For a back-to-back defending champion, there can be no signature win in the regular season. But what the Warriors pulled off Saturday in Philadelphia surely provided immense satisfaction.
They used a paste made from grit and sweat to come back for a 120-117 victory over the 76ers. Down 14 in the third quarter, the Warriors regrouped and swept the Sixers off their own floor.
Beating the best team they’d seen since the All-Star break, the Warriors brought a disappointing four-game road trip to an impressive conclusion.
Here are some of the positives and negatives from the game:
Welcome back, Draymond
Put simply, Draymond Green was not a factor in Miami or Orlando. It’s odd, because he has a way of making himself a factor without gaudy numbers. He knew he needed to bounce back, and he did, picking apart the Philly offense with his playmaking and practically devouring the offense with his omnipresent defense.
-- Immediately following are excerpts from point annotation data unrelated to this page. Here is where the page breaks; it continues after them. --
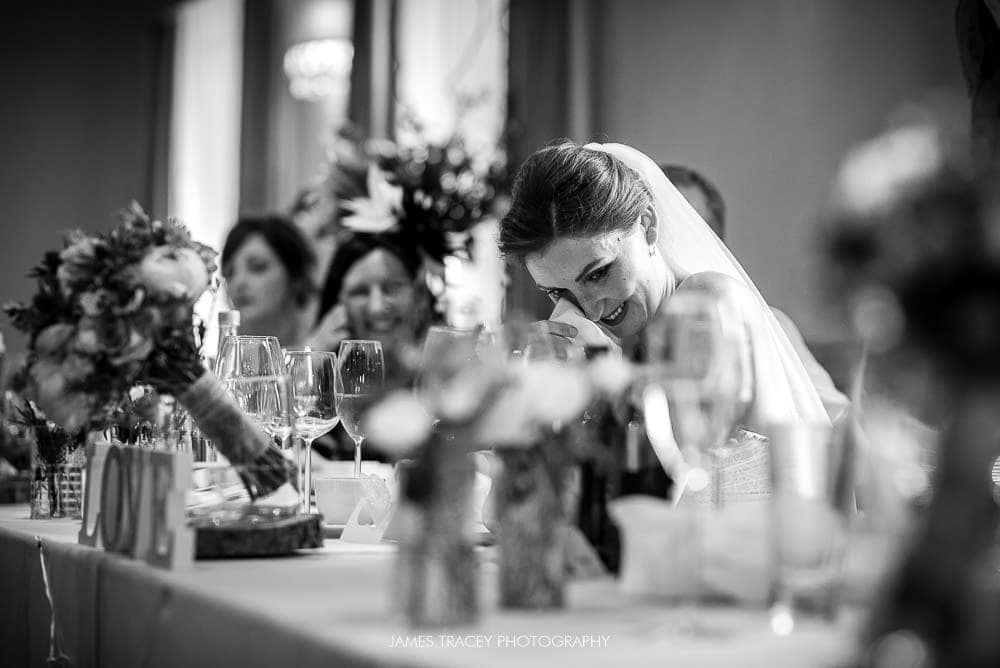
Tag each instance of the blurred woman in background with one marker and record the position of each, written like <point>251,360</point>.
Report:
<point>267,264</point>
<point>373,291</point>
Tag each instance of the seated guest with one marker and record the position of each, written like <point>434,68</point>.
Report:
<point>267,264</point>
<point>373,291</point>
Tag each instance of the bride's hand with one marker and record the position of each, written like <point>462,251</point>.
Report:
<point>560,336</point>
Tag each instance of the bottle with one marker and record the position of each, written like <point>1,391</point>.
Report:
<point>202,449</point>
<point>229,324</point>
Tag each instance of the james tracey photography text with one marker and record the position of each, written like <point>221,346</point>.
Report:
<point>501,641</point>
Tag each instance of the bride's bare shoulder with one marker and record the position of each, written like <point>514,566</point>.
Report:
<point>715,282</point>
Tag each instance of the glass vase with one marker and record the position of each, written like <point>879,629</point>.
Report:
<point>436,567</point>
<point>532,520</point>
<point>57,491</point>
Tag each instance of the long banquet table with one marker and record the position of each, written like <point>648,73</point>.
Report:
<point>332,607</point>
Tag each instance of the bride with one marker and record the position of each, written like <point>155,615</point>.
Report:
<point>605,234</point>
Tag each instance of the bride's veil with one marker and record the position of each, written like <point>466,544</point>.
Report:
<point>783,389</point>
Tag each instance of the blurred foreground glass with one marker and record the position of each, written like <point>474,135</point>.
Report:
<point>361,380</point>
<point>809,522</point>
<point>699,353</point>
<point>249,356</point>
<point>313,375</point>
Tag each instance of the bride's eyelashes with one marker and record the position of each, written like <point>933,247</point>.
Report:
<point>599,273</point>
<point>596,276</point>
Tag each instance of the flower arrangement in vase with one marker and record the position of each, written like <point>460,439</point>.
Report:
<point>114,311</point>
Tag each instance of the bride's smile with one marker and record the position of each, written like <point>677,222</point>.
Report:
<point>613,278</point>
Green scored two points in 18 second-half minutes, yet was plus-12.
This team’s defense follows the lead of Green. If he’s bringing it, they’re shamed into sharing the load. He redeemed himself.
JB brings it again
Even when most of his teammates were snoozing through Miami and Orlando, Jordan Bell was working. Given his youth and sparse playing time, he has plenty of energy. So for the third consecutive game, he was productive. He scored only three points, but he had three rebounds, two blocks and a dazzling assist in 16 minutes. He also did some nice defensive work on Tobias Harris.
Bell’s turnaround is timely enough, but with Kevon Looney unavailable Saturday, there was an urgent need. Bell delivered. He is earning his minutes.
Charity? No thanks
The Warriors entered the game ranked fourth in free-throw percentage at 81 percent, with Stephen Curry and Kevin Durant ranking in the top 10. They went to the line 34 times, two short of their season-high, and they missed 10, tying a season-high. Durant missed four (10-of-14), as did Cousins (6-of-10). As a team, the Warriors missed six in the fourth quarter.
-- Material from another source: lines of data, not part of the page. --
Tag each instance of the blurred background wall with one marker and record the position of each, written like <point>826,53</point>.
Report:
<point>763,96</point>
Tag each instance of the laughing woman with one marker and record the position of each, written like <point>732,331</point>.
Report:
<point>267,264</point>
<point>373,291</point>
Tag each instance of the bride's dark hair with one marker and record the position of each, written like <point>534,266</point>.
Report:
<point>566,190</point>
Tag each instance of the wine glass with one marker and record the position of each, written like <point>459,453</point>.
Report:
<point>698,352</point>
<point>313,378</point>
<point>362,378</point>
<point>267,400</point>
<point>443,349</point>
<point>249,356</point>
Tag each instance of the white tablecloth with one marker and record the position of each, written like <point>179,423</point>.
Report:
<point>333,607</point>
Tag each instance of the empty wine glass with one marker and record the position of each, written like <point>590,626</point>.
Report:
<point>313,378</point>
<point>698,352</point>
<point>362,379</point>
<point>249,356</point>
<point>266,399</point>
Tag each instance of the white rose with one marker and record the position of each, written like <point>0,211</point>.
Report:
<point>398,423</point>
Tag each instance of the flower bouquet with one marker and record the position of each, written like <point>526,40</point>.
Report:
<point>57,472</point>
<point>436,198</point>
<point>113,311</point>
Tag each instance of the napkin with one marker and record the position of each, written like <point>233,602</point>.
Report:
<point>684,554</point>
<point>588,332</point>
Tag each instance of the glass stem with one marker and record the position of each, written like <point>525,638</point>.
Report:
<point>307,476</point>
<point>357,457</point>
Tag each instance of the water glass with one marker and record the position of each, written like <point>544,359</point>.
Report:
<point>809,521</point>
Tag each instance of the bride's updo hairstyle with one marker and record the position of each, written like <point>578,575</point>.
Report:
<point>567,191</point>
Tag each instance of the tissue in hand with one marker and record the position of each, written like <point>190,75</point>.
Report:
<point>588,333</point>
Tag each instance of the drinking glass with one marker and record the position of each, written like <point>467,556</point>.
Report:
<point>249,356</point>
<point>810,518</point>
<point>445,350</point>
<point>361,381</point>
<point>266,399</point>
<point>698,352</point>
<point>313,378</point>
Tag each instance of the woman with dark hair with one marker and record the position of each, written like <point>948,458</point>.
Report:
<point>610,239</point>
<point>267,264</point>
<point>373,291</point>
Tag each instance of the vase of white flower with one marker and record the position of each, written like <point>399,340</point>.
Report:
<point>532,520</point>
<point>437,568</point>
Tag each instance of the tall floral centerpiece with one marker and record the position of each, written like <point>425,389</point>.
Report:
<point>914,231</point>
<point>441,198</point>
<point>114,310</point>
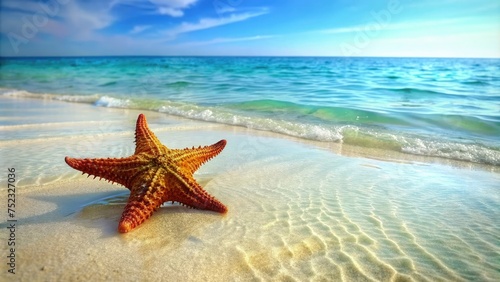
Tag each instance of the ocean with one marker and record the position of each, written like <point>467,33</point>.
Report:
<point>446,108</point>
<point>335,169</point>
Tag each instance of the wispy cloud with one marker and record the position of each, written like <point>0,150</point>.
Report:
<point>206,23</point>
<point>173,8</point>
<point>139,28</point>
<point>229,40</point>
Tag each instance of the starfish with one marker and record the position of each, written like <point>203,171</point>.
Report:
<point>154,174</point>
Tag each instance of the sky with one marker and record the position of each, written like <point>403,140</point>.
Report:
<point>389,28</point>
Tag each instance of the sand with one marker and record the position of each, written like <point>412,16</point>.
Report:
<point>298,210</point>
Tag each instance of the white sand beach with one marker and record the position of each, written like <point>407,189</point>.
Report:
<point>298,210</point>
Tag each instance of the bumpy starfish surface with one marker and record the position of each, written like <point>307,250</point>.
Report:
<point>154,174</point>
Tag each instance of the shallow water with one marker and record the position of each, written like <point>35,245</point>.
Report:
<point>300,213</point>
<point>295,211</point>
<point>444,108</point>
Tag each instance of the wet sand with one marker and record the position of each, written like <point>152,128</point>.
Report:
<point>298,210</point>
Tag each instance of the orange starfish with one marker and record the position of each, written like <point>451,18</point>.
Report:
<point>154,174</point>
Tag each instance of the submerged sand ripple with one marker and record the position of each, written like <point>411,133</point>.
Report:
<point>296,213</point>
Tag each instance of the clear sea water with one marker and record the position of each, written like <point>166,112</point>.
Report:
<point>447,108</point>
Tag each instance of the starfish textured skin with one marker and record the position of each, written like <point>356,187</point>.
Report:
<point>154,174</point>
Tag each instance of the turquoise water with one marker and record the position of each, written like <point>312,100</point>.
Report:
<point>446,108</point>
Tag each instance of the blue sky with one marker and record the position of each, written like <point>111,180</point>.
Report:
<point>399,28</point>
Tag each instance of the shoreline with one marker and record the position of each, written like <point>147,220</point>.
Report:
<point>163,122</point>
<point>297,209</point>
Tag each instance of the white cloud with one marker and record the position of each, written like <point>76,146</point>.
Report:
<point>206,23</point>
<point>139,29</point>
<point>173,8</point>
<point>229,40</point>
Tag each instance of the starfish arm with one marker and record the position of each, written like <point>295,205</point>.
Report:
<point>187,191</point>
<point>192,159</point>
<point>121,170</point>
<point>145,140</point>
<point>145,198</point>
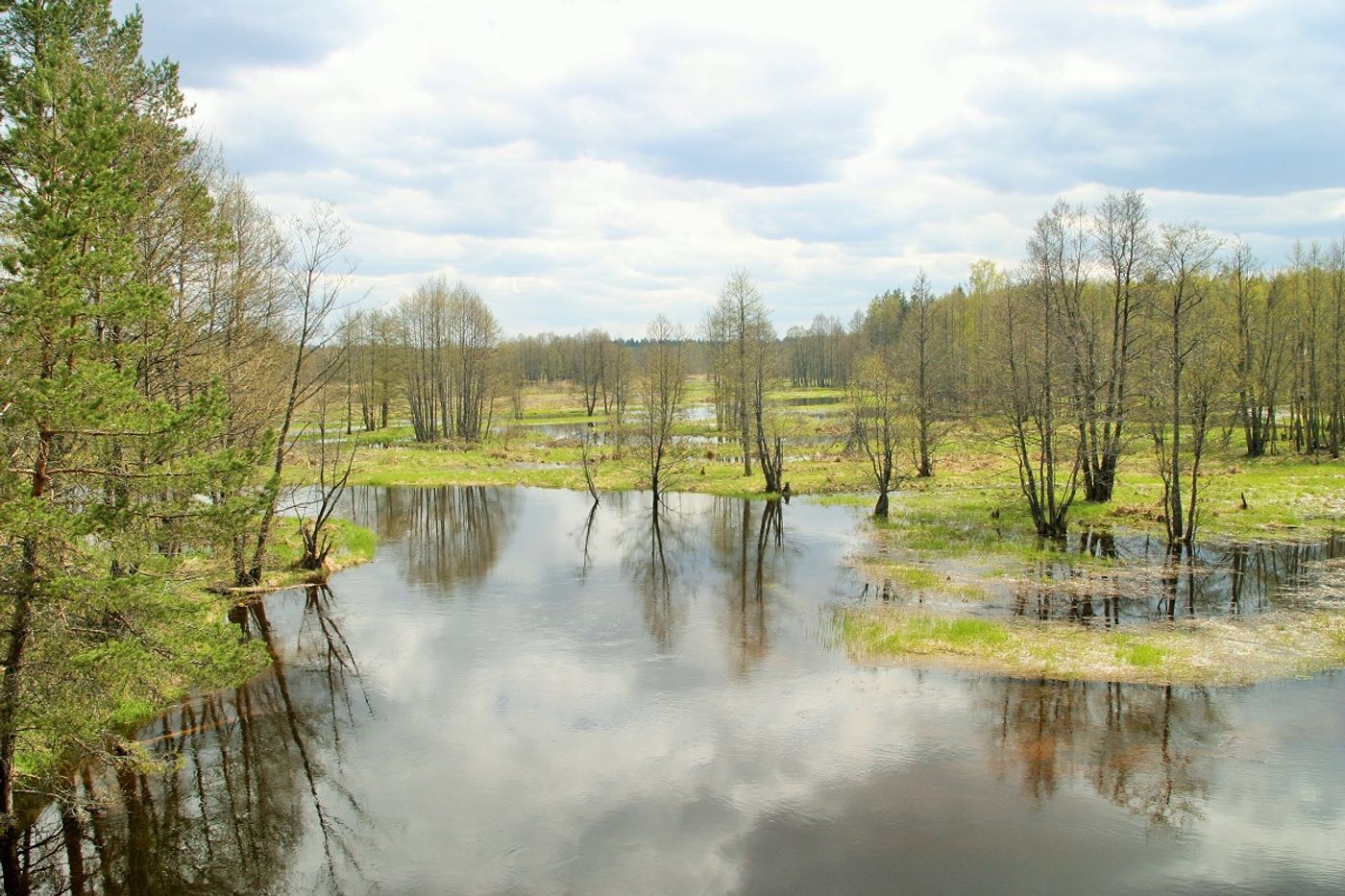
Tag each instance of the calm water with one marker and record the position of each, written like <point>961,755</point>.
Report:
<point>518,697</point>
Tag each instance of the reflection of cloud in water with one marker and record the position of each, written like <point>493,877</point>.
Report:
<point>538,732</point>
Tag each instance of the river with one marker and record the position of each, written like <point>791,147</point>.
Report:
<point>522,697</point>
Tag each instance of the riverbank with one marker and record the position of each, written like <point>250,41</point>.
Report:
<point>962,540</point>
<point>182,642</point>
<point>1193,651</point>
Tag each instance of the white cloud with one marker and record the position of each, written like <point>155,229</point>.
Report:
<point>595,163</point>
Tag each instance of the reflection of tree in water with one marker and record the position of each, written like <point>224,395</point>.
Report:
<point>652,550</point>
<point>452,533</point>
<point>248,771</point>
<point>746,539</point>
<point>1139,579</point>
<point>1142,748</point>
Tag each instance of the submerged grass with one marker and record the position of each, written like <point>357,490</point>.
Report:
<point>1204,651</point>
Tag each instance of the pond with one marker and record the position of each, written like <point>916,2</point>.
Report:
<point>524,695</point>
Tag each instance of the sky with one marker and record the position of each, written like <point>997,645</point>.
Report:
<point>598,163</point>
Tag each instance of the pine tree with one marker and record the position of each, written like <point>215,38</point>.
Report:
<point>103,470</point>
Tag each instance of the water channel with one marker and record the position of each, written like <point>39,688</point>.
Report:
<point>521,695</point>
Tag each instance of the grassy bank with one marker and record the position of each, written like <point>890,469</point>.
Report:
<point>1206,651</point>
<point>962,536</point>
<point>181,642</point>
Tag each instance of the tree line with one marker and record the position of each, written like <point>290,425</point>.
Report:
<point>165,341</point>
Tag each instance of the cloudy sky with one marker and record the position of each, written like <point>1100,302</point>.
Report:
<point>595,163</point>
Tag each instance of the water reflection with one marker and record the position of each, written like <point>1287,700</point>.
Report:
<point>245,782</point>
<point>450,534</point>
<point>746,540</point>
<point>1110,580</point>
<point>1146,750</point>
<point>645,704</point>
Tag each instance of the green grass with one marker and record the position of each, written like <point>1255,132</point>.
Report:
<point>1192,653</point>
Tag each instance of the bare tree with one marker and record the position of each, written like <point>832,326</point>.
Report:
<point>335,460</point>
<point>924,366</point>
<point>740,335</point>
<point>1035,370</point>
<point>663,392</point>
<point>876,403</point>
<point>318,280</point>
<point>1109,341</point>
<point>1186,255</point>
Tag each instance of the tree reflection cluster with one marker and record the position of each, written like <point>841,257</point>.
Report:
<point>1139,747</point>
<point>239,781</point>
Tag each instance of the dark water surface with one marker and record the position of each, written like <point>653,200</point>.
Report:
<point>520,698</point>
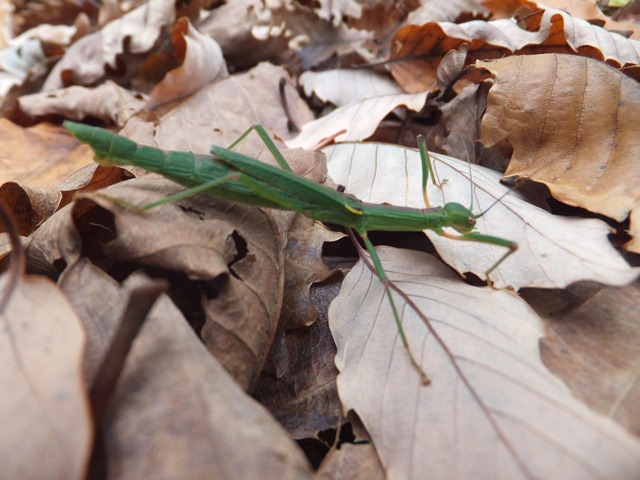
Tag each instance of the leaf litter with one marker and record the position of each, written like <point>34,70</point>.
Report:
<point>552,254</point>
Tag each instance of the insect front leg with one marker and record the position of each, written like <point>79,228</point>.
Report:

Because they don’t get to the line very often, ranking 24th in attempts, they need to exploit all opportunities for easy money. They were fortunate to dodge disaster.
The Hustle Game
It was impressive enough that the Warriors came up with 14 steals and seven blocks. What was more remarkable was the breadth of contributors. Six different players got at least one steal, with Curry swiping a team-high four. Four different players had at least one block, with Andre Iguodala rejecting a team-high three shots. That’s 21 effort points -- with 14 coming in their ferocious second half.
Steals and blocks are a great way to measure a team’s defensive tenacity. We’re confident that assistant coach/defensive coordinator Ron Adams was pleased.